The bank has acknowledged it served as a channel for the laundering of millions of dollars destined for the then South American Football Confederation (Conmebol) President Ricardo Teixeira and Treasurer Sergio Jadue, heads of their national respective associations in Brazil and Chile.
The bank has agreed to pay around US $ 79.6 million, between a fine and forfeiture, and to undergo a control and audit process over the next three years.
Julius Baer also explained that Argentine TV executive Alejandro Burzaco and some of his colleagues of Torneos y Competencias SA created two front companies (FPT Sports SA and Arco Business and Developments Ltd) with which they opened accounts and subaccounts in Switzerland through which they paid Grondona about US $the 30 million for the television rights to the World Cups. Of those funds, US $ 25 million were transferred to a subaccount of FPT Sports.
“The purpose of placing the funds in a subaccount, instead of in the main account was to hide the funds, while allowing Torneos... to receive bank statements to confirm that payments had been done”.
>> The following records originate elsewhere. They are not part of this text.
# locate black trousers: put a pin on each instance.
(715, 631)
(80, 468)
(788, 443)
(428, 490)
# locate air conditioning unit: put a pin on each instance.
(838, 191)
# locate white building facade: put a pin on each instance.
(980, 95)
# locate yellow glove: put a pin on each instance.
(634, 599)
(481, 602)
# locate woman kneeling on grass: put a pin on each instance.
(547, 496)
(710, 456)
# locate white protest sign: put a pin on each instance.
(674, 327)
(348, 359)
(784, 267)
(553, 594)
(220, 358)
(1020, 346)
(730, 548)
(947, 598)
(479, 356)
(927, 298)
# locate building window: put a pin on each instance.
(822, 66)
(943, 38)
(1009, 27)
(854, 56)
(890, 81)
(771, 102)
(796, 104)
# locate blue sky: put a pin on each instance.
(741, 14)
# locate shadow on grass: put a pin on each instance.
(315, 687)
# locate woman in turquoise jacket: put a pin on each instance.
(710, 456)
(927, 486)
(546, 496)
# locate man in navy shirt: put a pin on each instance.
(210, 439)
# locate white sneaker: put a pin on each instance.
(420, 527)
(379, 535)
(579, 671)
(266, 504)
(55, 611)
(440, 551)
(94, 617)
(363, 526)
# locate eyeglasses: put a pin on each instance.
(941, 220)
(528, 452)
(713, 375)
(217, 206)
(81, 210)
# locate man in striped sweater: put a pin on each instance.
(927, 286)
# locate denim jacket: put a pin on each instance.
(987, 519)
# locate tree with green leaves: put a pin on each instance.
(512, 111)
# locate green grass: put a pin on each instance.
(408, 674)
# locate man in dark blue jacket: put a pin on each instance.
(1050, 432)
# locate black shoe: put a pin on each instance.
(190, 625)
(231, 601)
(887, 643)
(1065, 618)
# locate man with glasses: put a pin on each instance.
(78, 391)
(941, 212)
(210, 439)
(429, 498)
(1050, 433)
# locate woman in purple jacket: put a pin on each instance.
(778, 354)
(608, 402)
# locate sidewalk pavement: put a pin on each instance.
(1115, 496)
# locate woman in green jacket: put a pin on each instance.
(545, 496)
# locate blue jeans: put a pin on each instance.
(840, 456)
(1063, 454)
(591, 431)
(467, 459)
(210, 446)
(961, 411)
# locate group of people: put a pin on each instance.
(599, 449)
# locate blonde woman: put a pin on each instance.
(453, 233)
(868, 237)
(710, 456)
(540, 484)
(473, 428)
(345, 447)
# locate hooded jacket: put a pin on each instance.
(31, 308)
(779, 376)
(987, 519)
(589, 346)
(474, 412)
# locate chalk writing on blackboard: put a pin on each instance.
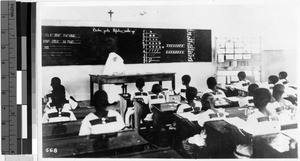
(66, 45)
(114, 30)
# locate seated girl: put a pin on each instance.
(141, 97)
(212, 86)
(248, 100)
(260, 121)
(102, 121)
(191, 105)
(281, 105)
(70, 101)
(56, 109)
(155, 96)
(208, 112)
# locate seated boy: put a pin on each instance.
(280, 104)
(102, 121)
(212, 88)
(260, 121)
(248, 100)
(191, 105)
(155, 96)
(56, 111)
(242, 84)
(283, 77)
(143, 98)
(70, 102)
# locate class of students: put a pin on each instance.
(266, 110)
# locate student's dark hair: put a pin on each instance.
(273, 79)
(242, 75)
(251, 88)
(58, 96)
(205, 103)
(282, 75)
(186, 79)
(278, 91)
(261, 97)
(156, 88)
(211, 82)
(55, 81)
(191, 93)
(140, 83)
(100, 100)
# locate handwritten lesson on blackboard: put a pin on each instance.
(63, 45)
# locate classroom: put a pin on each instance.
(167, 80)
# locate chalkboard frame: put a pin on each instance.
(203, 45)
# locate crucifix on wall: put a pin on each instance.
(110, 14)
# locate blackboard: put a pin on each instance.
(63, 45)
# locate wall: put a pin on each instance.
(276, 24)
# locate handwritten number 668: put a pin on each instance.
(51, 150)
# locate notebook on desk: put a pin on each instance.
(174, 98)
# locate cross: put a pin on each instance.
(110, 14)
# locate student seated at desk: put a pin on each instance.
(186, 79)
(278, 102)
(248, 100)
(212, 88)
(57, 111)
(272, 80)
(155, 97)
(191, 105)
(102, 121)
(208, 112)
(143, 98)
(290, 92)
(241, 84)
(70, 102)
(261, 121)
(283, 77)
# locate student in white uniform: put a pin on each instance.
(155, 96)
(283, 77)
(143, 98)
(185, 79)
(248, 100)
(279, 103)
(272, 80)
(260, 121)
(56, 106)
(242, 84)
(208, 112)
(212, 88)
(191, 105)
(114, 65)
(102, 121)
(70, 102)
(290, 92)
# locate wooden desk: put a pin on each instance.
(120, 79)
(81, 112)
(274, 146)
(155, 153)
(162, 115)
(61, 129)
(93, 147)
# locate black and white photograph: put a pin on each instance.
(167, 79)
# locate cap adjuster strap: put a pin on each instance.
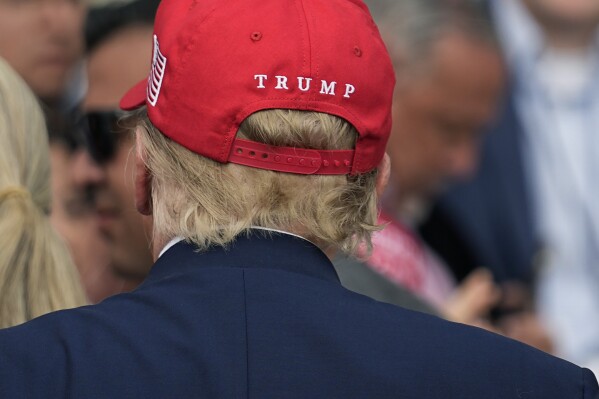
(291, 160)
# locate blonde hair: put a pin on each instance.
(210, 203)
(37, 274)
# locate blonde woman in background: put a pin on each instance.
(37, 274)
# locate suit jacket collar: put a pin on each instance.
(259, 249)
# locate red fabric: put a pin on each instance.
(216, 52)
(401, 257)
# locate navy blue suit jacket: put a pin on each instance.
(490, 215)
(267, 318)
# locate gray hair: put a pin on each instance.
(411, 28)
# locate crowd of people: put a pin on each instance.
(299, 198)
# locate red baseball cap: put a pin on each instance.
(215, 62)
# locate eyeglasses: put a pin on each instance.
(103, 133)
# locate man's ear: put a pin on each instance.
(143, 180)
(382, 178)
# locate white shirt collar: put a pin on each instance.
(177, 240)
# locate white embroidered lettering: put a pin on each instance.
(327, 88)
(261, 79)
(349, 89)
(281, 82)
(300, 81)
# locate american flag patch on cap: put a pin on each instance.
(156, 75)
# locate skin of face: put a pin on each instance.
(73, 176)
(108, 80)
(42, 40)
(439, 113)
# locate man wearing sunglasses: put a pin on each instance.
(124, 33)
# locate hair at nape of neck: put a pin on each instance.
(210, 203)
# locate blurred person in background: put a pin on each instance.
(43, 41)
(118, 32)
(250, 193)
(450, 75)
(530, 214)
(37, 274)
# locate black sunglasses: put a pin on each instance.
(103, 133)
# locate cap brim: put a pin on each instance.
(135, 97)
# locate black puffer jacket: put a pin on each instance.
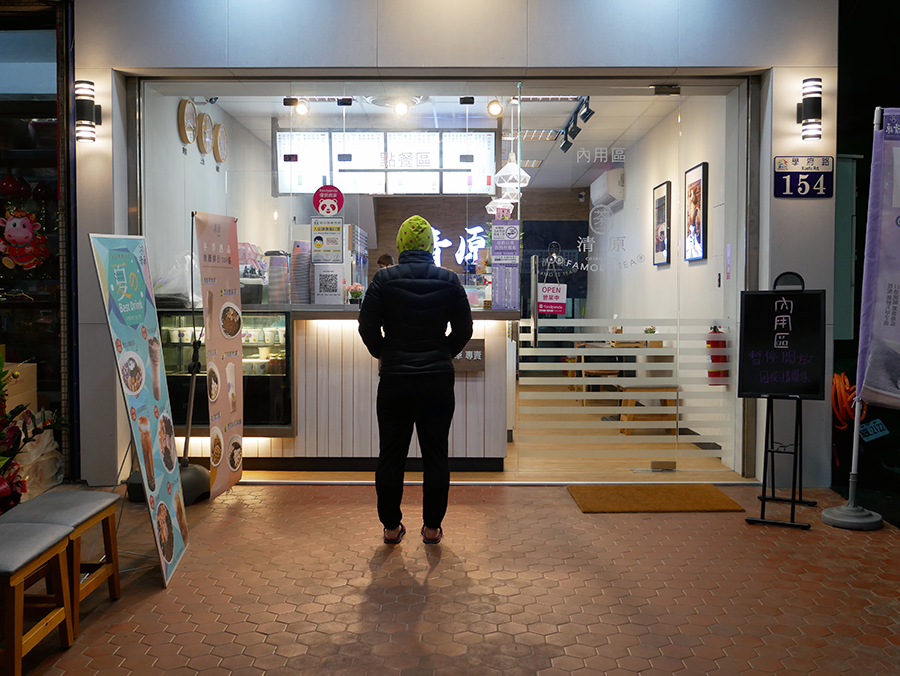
(413, 302)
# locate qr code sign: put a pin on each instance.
(328, 283)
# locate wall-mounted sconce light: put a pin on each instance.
(87, 114)
(809, 110)
(586, 112)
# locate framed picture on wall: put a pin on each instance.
(662, 200)
(695, 180)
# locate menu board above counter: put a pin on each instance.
(302, 161)
(375, 162)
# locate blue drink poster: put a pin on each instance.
(127, 291)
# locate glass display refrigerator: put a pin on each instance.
(265, 341)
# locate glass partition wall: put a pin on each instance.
(640, 369)
(632, 196)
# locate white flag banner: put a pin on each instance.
(878, 369)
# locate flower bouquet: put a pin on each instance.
(18, 428)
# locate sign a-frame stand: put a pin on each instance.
(782, 356)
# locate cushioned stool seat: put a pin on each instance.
(31, 552)
(79, 510)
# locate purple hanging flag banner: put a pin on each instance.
(878, 369)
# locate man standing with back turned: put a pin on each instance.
(403, 322)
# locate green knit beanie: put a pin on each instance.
(415, 235)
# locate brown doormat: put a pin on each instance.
(621, 498)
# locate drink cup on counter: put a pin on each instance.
(232, 386)
(155, 353)
(147, 451)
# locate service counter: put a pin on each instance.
(332, 383)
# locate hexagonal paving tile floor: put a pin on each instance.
(295, 580)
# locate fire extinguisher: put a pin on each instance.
(716, 344)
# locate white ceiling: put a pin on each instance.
(622, 115)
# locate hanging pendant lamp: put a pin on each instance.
(512, 175)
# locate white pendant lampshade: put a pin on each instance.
(512, 175)
(510, 194)
(492, 206)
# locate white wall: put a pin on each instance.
(633, 287)
(409, 35)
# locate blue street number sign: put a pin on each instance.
(804, 177)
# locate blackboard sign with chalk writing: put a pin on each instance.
(782, 344)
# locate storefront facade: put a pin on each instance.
(738, 75)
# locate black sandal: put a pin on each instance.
(433, 541)
(396, 540)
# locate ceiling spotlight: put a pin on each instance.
(586, 112)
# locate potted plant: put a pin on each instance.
(18, 428)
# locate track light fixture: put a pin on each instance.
(300, 106)
(572, 130)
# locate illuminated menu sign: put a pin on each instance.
(375, 163)
(418, 152)
(363, 172)
(477, 146)
(311, 169)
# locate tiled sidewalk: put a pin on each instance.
(294, 580)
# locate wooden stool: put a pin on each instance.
(32, 552)
(79, 510)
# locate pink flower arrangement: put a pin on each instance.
(17, 428)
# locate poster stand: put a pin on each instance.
(195, 480)
(771, 450)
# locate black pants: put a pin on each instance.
(426, 401)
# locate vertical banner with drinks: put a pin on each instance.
(505, 257)
(127, 291)
(218, 257)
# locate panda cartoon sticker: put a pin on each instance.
(328, 200)
(328, 207)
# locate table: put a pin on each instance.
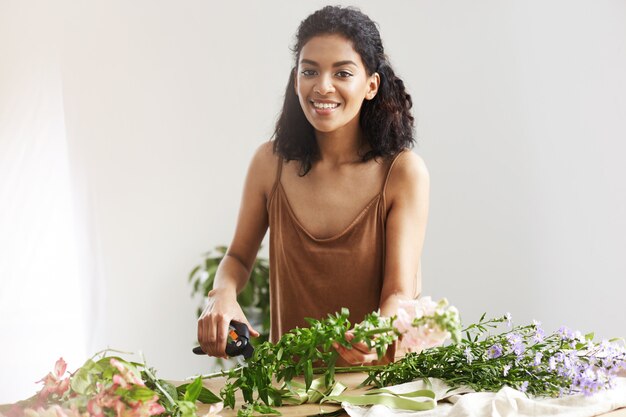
(351, 380)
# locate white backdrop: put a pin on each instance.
(159, 106)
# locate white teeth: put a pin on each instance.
(325, 105)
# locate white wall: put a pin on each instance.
(520, 109)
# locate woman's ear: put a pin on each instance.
(374, 83)
(295, 81)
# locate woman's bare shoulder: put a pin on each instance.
(263, 168)
(408, 173)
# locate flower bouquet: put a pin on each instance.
(477, 357)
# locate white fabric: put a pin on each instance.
(507, 402)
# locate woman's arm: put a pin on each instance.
(407, 215)
(234, 270)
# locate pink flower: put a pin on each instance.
(416, 321)
(53, 384)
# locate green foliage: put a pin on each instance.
(253, 299)
(295, 354)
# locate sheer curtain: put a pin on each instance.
(44, 295)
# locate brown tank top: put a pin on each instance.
(311, 277)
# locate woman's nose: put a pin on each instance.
(324, 86)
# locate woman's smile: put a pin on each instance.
(324, 107)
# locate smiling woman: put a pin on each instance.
(345, 201)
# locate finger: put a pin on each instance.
(358, 358)
(200, 341)
(252, 331)
(211, 331)
(361, 346)
(222, 338)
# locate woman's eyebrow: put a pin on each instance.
(336, 64)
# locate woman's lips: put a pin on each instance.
(324, 110)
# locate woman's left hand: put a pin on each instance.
(359, 354)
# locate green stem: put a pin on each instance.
(216, 374)
(348, 369)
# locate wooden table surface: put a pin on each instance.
(350, 380)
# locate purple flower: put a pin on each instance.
(468, 355)
(565, 333)
(517, 346)
(495, 351)
(552, 363)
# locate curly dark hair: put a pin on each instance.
(386, 120)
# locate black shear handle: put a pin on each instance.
(239, 346)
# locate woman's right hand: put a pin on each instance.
(213, 323)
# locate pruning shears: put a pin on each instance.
(238, 341)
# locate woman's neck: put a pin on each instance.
(341, 146)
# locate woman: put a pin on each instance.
(345, 201)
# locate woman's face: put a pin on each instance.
(331, 83)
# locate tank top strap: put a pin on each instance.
(279, 170)
(384, 203)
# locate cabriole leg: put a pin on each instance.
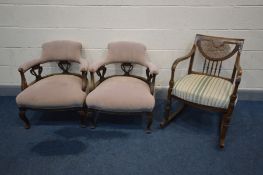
(149, 122)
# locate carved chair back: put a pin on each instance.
(214, 51)
(126, 54)
(62, 51)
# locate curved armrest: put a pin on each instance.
(152, 68)
(84, 65)
(178, 60)
(95, 66)
(27, 65)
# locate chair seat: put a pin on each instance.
(121, 94)
(204, 90)
(58, 91)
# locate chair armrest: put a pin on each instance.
(84, 65)
(27, 65)
(152, 68)
(178, 60)
(95, 66)
(239, 71)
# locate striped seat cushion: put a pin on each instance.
(204, 90)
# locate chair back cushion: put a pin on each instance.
(124, 51)
(61, 50)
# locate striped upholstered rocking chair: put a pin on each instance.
(208, 87)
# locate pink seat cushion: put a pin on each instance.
(58, 91)
(121, 94)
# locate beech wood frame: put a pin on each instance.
(36, 70)
(235, 78)
(126, 67)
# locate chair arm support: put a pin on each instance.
(92, 87)
(239, 71)
(84, 80)
(27, 65)
(152, 83)
(23, 79)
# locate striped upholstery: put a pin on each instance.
(204, 90)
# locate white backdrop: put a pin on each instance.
(166, 27)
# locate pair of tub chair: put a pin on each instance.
(71, 91)
(203, 87)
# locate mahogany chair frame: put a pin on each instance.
(127, 68)
(36, 71)
(211, 67)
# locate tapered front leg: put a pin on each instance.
(225, 121)
(82, 114)
(149, 122)
(22, 115)
(92, 120)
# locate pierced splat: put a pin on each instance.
(64, 66)
(101, 73)
(36, 71)
(127, 68)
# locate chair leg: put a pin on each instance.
(149, 122)
(22, 115)
(225, 121)
(82, 114)
(92, 121)
(168, 116)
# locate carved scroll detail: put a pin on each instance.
(127, 68)
(36, 71)
(64, 66)
(101, 73)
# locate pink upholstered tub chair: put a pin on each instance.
(125, 92)
(59, 91)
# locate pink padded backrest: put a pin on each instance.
(124, 51)
(61, 50)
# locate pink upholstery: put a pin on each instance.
(58, 51)
(124, 51)
(122, 94)
(58, 91)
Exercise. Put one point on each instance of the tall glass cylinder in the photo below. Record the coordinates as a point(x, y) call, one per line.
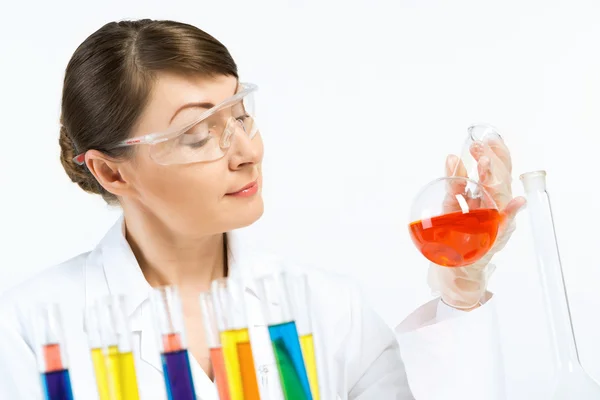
point(51, 352)
point(168, 317)
point(297, 289)
point(570, 380)
point(117, 348)
point(279, 312)
point(229, 304)
point(214, 344)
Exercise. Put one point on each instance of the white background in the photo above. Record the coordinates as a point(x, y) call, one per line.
point(359, 105)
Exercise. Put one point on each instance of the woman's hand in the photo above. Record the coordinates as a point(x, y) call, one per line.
point(464, 287)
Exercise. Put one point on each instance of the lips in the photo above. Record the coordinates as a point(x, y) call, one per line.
point(247, 190)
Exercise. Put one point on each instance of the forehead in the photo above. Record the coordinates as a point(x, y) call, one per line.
point(171, 91)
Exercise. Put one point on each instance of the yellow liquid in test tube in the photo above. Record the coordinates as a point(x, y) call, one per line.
point(122, 377)
point(308, 352)
point(101, 374)
point(239, 365)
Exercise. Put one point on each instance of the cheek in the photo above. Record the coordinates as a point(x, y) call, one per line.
point(192, 189)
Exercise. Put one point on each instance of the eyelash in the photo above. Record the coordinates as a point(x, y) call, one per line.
point(199, 144)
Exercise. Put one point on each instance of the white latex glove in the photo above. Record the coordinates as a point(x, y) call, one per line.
point(464, 287)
In the documents presented before the court, Grondona is referred to as “Soccer Official No. 1,” although substantial additional evidence made it possible for investigators to conclusively identify him, including the fact that he was head of AFA and had three heirs.
The bank also admitted that Grondona had issued specific instructions on how to invest the funds deposited in that subaccount and that after his death, in November of 2014, more than US $ 16.5 had been transferred to another account in the same under the name of one of his heirs.
In early 2015, the bank transferred another $ 8 million through a correspondent account in New York to another account in another Swiss bank for Grondona's second heir. And by then the bank was already doing business with his third heir to open another account at the bank and approve the deposit of three FIFA checks.
The financial entity also admitted to having channelled TV rights bribe money from the América, Libertadores and Sudamericana cups (all Conmebol competitions) for various executives of continental soccer, namely Eugenio Figueredo, president of Conmebol and the Uruguayan Football Association; Nicolás Leoz, president of Conmebol and the Paraguayan Football Association; Marco Polo del Nero and José María Marín of the Brazilian Football Confederation; Romer Osuna, Bolivia's FIFA delegate and treasurer of Conmebol, and Sergio Jadue, vice president of Conmebol and president of the National Professional Soccer Association of Chile.
Argentine businessmen Hugo and Mariano Jinkis were also singled out for their involvement in these types of transactions. They are both at large in Argentina after the late Judge Claudio Bonadío rejected in 2016 a request to extradite them to the United States.